Bookmark and Share

Case Study: ResNet50 with DALI

This blog post was originally published at NVIDIA's website. It is reprinted here with the permission of NVIDIA.

Let’s imagine a situation. You buy a brand-new, cutting-edge, Volta-powered DGX-2 server. You’ve done your math right, expecting a 2x performance increase in ResNet50 training over the DGX-1 you had before. You plug it into your rack cabinet and run the training. That’s when an unpleasant surprise pops up. Even though your math is correct, the speedup you’re getting lower than expected. Why? What can you do about it? Can DALI, aka the NVIDIA Data Loading Library, help you here?

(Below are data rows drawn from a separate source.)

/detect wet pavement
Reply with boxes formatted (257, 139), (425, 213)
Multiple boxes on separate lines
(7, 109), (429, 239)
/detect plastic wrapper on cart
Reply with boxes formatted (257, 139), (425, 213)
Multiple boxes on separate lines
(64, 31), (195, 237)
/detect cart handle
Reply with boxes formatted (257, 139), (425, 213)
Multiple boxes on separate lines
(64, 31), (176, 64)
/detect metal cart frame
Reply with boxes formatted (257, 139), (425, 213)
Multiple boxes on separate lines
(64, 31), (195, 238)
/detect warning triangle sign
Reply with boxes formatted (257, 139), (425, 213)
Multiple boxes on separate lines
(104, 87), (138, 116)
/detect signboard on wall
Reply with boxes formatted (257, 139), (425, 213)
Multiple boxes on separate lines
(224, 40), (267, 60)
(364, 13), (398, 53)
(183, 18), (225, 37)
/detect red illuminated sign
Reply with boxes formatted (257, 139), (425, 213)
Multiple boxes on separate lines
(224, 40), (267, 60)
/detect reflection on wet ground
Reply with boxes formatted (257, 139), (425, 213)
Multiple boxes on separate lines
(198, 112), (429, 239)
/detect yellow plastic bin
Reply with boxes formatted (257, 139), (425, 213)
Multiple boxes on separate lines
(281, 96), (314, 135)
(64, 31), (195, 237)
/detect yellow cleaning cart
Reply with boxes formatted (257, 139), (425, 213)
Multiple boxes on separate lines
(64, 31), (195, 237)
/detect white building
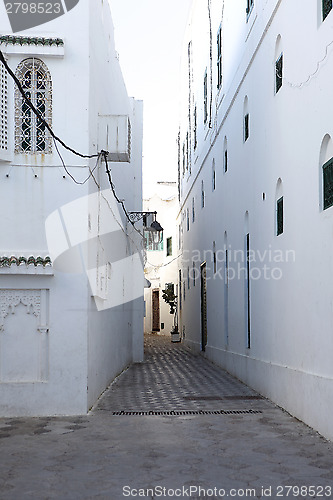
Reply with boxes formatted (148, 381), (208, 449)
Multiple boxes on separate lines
(0, 0), (144, 416)
(143, 182), (179, 335)
(179, 0), (333, 439)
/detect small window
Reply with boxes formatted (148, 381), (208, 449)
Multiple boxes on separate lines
(178, 269), (182, 311)
(276, 196), (283, 236)
(186, 132), (189, 170)
(192, 261), (196, 286)
(217, 25), (222, 89)
(244, 113), (250, 142)
(246, 0), (254, 18)
(193, 105), (198, 149)
(204, 69), (208, 123)
(323, 158), (333, 210)
(275, 54), (283, 94)
(322, 0), (332, 21)
(15, 57), (52, 154)
(0, 58), (8, 151)
(143, 231), (163, 252)
(167, 236), (172, 257)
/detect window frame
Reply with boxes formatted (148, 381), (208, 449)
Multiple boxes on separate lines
(14, 56), (52, 155)
(321, 0), (333, 22)
(216, 24), (223, 90)
(275, 52), (283, 94)
(322, 157), (333, 210)
(203, 68), (208, 125)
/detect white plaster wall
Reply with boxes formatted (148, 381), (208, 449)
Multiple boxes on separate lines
(181, 0), (333, 438)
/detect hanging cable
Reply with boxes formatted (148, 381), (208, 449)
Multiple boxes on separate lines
(0, 50), (99, 158)
(53, 137), (102, 186)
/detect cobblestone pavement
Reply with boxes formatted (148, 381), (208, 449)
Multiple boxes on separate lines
(0, 335), (333, 500)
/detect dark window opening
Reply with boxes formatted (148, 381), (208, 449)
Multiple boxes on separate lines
(276, 196), (283, 236)
(322, 0), (332, 21)
(244, 113), (250, 142)
(275, 54), (283, 94)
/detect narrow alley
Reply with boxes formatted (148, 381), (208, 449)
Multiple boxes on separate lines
(0, 335), (333, 500)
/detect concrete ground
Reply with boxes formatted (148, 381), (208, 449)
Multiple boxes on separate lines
(0, 335), (333, 500)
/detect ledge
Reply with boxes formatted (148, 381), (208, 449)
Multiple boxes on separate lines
(0, 35), (65, 57)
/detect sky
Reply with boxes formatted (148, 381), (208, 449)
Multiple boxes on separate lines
(109, 0), (192, 197)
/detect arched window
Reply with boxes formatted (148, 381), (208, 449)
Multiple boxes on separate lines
(15, 57), (52, 153)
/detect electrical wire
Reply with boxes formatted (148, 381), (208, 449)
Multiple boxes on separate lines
(53, 137), (102, 186)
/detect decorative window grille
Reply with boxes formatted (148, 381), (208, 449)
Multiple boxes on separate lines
(276, 196), (283, 236)
(186, 132), (189, 170)
(0, 59), (8, 151)
(217, 26), (222, 89)
(244, 113), (250, 142)
(143, 231), (163, 252)
(246, 0), (254, 16)
(322, 0), (332, 21)
(224, 149), (228, 172)
(193, 105), (198, 149)
(15, 57), (52, 153)
(204, 69), (208, 123)
(167, 236), (172, 257)
(323, 158), (333, 210)
(275, 54), (283, 94)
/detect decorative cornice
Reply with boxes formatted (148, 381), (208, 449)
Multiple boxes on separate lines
(0, 255), (52, 267)
(0, 35), (64, 47)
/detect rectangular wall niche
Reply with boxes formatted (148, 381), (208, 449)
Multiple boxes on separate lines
(0, 289), (49, 383)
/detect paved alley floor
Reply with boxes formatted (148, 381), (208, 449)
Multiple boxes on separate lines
(0, 335), (333, 500)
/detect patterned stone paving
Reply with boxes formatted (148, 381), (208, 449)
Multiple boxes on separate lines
(94, 334), (273, 412)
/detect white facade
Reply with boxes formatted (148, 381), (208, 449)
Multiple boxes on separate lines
(0, 0), (144, 416)
(179, 0), (333, 439)
(143, 186), (179, 335)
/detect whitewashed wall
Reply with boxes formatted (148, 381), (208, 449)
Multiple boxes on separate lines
(180, 0), (333, 438)
(0, 0), (143, 416)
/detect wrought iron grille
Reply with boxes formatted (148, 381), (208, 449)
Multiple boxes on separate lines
(322, 0), (332, 21)
(276, 196), (283, 236)
(275, 54), (283, 94)
(323, 158), (333, 210)
(0, 58), (8, 151)
(15, 57), (52, 153)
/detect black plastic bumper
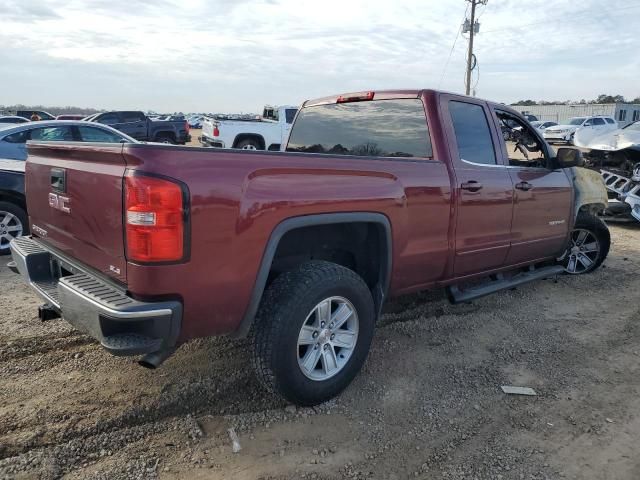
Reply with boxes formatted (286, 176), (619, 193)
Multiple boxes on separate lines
(11, 237), (182, 355)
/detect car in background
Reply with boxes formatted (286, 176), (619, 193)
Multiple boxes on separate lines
(200, 105), (298, 150)
(85, 111), (191, 145)
(187, 115), (204, 129)
(56, 114), (86, 120)
(0, 120), (137, 161)
(542, 115), (618, 144)
(0, 115), (30, 123)
(0, 120), (138, 255)
(16, 110), (56, 120)
(530, 120), (557, 131)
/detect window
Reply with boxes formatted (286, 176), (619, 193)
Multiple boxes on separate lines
(78, 127), (124, 143)
(287, 99), (432, 158)
(4, 130), (29, 143)
(98, 113), (120, 125)
(449, 101), (497, 165)
(120, 112), (145, 123)
(496, 110), (548, 168)
(30, 127), (74, 142)
(284, 108), (298, 123)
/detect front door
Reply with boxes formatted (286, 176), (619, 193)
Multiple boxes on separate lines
(495, 109), (573, 264)
(441, 95), (513, 276)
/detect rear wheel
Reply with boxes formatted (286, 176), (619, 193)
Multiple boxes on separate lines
(0, 202), (29, 255)
(253, 261), (375, 405)
(562, 212), (611, 275)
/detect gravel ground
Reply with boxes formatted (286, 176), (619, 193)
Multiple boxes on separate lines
(0, 225), (640, 480)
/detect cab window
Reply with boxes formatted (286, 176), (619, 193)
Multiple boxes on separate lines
(496, 110), (548, 168)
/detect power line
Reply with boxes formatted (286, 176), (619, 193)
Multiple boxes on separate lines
(484, 5), (640, 33)
(438, 5), (469, 88)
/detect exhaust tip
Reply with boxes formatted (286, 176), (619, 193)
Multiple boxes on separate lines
(138, 348), (175, 370)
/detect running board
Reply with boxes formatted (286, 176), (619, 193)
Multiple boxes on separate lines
(447, 265), (564, 303)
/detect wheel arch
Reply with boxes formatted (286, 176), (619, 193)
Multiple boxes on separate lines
(230, 212), (393, 338)
(0, 189), (27, 212)
(570, 167), (609, 222)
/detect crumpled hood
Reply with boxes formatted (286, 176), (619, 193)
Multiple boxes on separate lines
(573, 129), (640, 152)
(546, 125), (578, 132)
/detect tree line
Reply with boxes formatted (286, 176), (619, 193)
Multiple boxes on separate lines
(511, 94), (640, 106)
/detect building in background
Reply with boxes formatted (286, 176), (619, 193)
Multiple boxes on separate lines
(513, 103), (640, 127)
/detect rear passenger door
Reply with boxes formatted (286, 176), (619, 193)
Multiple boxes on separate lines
(495, 109), (573, 264)
(441, 95), (513, 276)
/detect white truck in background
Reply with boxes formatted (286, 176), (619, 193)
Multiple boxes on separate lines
(200, 105), (298, 150)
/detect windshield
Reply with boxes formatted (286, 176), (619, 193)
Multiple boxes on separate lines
(624, 122), (640, 132)
(566, 117), (587, 125)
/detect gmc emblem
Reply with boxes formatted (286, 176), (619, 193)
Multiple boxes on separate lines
(49, 193), (71, 213)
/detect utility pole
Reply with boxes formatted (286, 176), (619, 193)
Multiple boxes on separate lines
(462, 0), (487, 95)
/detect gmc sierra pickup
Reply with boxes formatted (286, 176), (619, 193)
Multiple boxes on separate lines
(11, 90), (610, 405)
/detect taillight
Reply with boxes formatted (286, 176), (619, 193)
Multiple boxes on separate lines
(125, 174), (187, 262)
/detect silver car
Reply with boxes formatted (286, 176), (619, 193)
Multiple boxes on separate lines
(0, 120), (138, 160)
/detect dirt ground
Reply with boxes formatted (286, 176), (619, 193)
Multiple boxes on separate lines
(0, 225), (640, 480)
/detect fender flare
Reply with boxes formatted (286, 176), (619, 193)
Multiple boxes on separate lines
(230, 212), (393, 338)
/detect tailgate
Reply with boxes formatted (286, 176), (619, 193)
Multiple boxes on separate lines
(26, 143), (127, 282)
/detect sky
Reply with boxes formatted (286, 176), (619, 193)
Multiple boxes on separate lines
(0, 0), (640, 112)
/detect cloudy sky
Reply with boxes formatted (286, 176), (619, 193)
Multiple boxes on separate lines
(0, 0), (640, 112)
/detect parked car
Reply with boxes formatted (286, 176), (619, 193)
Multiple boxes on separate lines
(0, 115), (29, 123)
(56, 114), (86, 120)
(543, 115), (618, 144)
(16, 110), (56, 120)
(11, 90), (610, 405)
(85, 111), (191, 145)
(0, 120), (135, 161)
(530, 120), (557, 131)
(0, 159), (29, 255)
(200, 106), (297, 150)
(188, 115), (204, 129)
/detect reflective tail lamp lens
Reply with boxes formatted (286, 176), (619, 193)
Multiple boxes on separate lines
(125, 175), (185, 262)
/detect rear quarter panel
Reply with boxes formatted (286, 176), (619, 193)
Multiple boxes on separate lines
(124, 146), (451, 340)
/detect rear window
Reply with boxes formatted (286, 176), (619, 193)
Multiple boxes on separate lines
(287, 99), (432, 158)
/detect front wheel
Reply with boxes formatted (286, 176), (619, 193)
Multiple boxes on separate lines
(561, 212), (611, 275)
(253, 261), (375, 406)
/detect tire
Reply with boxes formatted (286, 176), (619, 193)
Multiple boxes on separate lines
(0, 202), (29, 255)
(236, 138), (262, 150)
(253, 261), (375, 406)
(562, 212), (611, 275)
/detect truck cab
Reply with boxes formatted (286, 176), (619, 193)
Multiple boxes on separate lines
(200, 105), (298, 150)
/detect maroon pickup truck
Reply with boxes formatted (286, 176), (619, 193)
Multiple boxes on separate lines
(11, 90), (610, 405)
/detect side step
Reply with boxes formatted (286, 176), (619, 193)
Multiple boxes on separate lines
(447, 265), (564, 303)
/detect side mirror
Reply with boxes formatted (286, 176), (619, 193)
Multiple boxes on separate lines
(556, 148), (584, 168)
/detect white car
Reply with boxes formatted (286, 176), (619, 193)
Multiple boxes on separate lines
(542, 115), (618, 144)
(529, 120), (557, 131)
(200, 105), (298, 150)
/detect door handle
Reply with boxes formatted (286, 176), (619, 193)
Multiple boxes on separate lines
(460, 180), (482, 192)
(516, 182), (533, 192)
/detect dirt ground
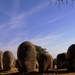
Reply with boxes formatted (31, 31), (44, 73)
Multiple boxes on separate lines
(0, 68), (75, 75)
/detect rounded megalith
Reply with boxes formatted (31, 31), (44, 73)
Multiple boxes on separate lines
(67, 44), (75, 71)
(0, 51), (3, 70)
(39, 53), (53, 72)
(3, 51), (15, 70)
(17, 41), (36, 72)
(57, 53), (67, 69)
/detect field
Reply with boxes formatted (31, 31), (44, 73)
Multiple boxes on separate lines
(0, 68), (75, 75)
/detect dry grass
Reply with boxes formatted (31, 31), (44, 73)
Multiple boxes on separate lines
(0, 68), (75, 75)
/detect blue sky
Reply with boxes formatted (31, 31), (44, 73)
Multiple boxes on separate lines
(0, 0), (75, 58)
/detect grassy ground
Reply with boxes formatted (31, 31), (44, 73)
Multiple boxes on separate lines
(0, 68), (75, 75)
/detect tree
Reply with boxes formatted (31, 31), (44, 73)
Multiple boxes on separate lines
(35, 45), (48, 60)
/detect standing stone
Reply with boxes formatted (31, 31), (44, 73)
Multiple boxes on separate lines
(17, 41), (36, 72)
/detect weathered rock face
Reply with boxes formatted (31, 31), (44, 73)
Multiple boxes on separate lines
(0, 51), (3, 70)
(57, 53), (67, 69)
(17, 41), (36, 72)
(3, 51), (15, 70)
(67, 44), (75, 71)
(39, 53), (53, 72)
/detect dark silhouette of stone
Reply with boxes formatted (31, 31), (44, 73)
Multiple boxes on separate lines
(67, 44), (75, 71)
(0, 51), (3, 70)
(57, 53), (67, 69)
(3, 51), (15, 70)
(39, 53), (53, 72)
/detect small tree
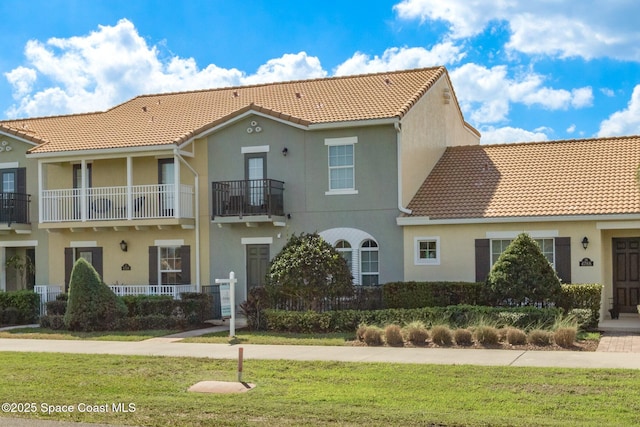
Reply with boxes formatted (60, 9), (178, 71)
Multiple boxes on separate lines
(267, 233), (353, 310)
(64, 258), (127, 331)
(487, 233), (562, 305)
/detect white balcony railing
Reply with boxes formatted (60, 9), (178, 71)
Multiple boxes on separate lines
(41, 184), (194, 222)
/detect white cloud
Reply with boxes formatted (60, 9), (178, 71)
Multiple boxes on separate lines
(394, 0), (640, 61)
(480, 126), (549, 144)
(598, 85), (640, 137)
(334, 42), (464, 76)
(5, 19), (327, 117)
(450, 63), (593, 124)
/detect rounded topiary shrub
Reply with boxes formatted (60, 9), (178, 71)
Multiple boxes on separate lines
(486, 233), (562, 306)
(384, 325), (404, 347)
(553, 327), (578, 348)
(64, 258), (127, 331)
(453, 328), (473, 346)
(431, 325), (453, 346)
(362, 326), (384, 346)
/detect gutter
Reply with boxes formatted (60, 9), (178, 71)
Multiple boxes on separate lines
(173, 148), (201, 293)
(393, 119), (411, 215)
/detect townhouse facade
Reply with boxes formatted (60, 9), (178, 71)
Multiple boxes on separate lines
(0, 67), (480, 301)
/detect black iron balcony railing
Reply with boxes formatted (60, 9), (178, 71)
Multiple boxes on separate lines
(211, 179), (284, 218)
(0, 193), (31, 226)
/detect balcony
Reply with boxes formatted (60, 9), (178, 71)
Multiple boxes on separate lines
(40, 184), (194, 228)
(211, 179), (284, 225)
(0, 193), (31, 231)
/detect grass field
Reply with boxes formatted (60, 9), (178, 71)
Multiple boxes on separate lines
(0, 353), (640, 427)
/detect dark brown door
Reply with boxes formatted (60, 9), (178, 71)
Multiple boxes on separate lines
(247, 245), (269, 292)
(613, 238), (640, 313)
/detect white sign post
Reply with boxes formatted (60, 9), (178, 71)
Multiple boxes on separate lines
(216, 271), (237, 337)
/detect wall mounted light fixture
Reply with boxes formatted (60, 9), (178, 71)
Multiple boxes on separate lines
(582, 236), (589, 249)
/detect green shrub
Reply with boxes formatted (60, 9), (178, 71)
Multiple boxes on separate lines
(453, 328), (473, 346)
(64, 258), (127, 331)
(527, 329), (553, 346)
(506, 328), (527, 345)
(486, 233), (561, 306)
(267, 233), (354, 311)
(429, 325), (453, 346)
(46, 300), (67, 316)
(362, 326), (384, 346)
(553, 327), (578, 348)
(384, 325), (404, 347)
(473, 326), (500, 345)
(558, 284), (602, 328)
(40, 314), (65, 331)
(405, 321), (429, 346)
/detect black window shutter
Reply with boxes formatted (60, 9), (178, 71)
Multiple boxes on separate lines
(64, 248), (73, 292)
(476, 239), (491, 282)
(16, 168), (27, 194)
(149, 246), (158, 285)
(555, 237), (571, 283)
(180, 246), (191, 285)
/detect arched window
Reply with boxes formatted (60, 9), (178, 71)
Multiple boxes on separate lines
(360, 239), (379, 286)
(336, 240), (353, 271)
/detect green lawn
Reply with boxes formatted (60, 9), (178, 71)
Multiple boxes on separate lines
(0, 328), (172, 341)
(0, 353), (640, 427)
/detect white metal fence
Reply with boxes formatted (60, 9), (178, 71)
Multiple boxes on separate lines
(33, 285), (62, 316)
(41, 184), (194, 222)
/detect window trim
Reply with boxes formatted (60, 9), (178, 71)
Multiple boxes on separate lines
(324, 136), (358, 196)
(413, 236), (440, 265)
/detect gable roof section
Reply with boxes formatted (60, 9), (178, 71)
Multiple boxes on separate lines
(0, 67), (446, 153)
(408, 136), (640, 220)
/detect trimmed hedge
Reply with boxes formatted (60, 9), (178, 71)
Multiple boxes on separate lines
(263, 305), (562, 333)
(0, 290), (40, 325)
(382, 282), (487, 308)
(557, 283), (603, 327)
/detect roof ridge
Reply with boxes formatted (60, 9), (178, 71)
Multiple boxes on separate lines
(131, 65), (445, 100)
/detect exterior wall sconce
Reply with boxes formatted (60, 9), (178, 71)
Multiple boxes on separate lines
(582, 236), (589, 249)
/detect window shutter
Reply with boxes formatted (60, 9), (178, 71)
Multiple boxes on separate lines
(16, 168), (27, 194)
(180, 246), (191, 285)
(476, 239), (491, 282)
(555, 237), (571, 283)
(149, 246), (158, 285)
(64, 248), (73, 292)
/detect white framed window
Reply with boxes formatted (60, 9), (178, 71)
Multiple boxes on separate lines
(336, 240), (353, 271)
(491, 238), (556, 269)
(413, 237), (440, 265)
(360, 239), (380, 286)
(325, 137), (358, 194)
(158, 246), (182, 285)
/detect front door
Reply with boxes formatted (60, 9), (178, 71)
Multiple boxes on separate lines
(613, 238), (640, 313)
(247, 245), (269, 292)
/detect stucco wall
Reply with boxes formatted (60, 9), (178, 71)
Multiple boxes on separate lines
(209, 116), (403, 301)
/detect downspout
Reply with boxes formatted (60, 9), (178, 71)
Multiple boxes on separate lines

When deep learning engineers hear “image classification”, they think about ResNet. Since its publication in 2015 ResNet became a widely recognized standard, and despite numerous descendants and later works, it still encompasses most classification tasks. Even though the residual architecture is considered computationally lighter than the classic deep neural network, ResNet still carries out a lot of processing, especially for CPU-based dataset augmentations. One reason why you are not observing the anticipated speed boost might be the large amount of computations CPU needs to perform, resulting in a bottleneck in this part of hardware.

The Bottleneck

To verify that CPU is indeed the bottleneck in our training, let’s conduct a simple experiment. Normally the preprocessing of dataset is performed on the CPU (using libraries like NumPy or Pillow) while the training runs on the GPU. Furthermore, they work in parallel – the CPU processing of a batch runs at the same time that the GPU conducts forward and back propagation of the previous batch.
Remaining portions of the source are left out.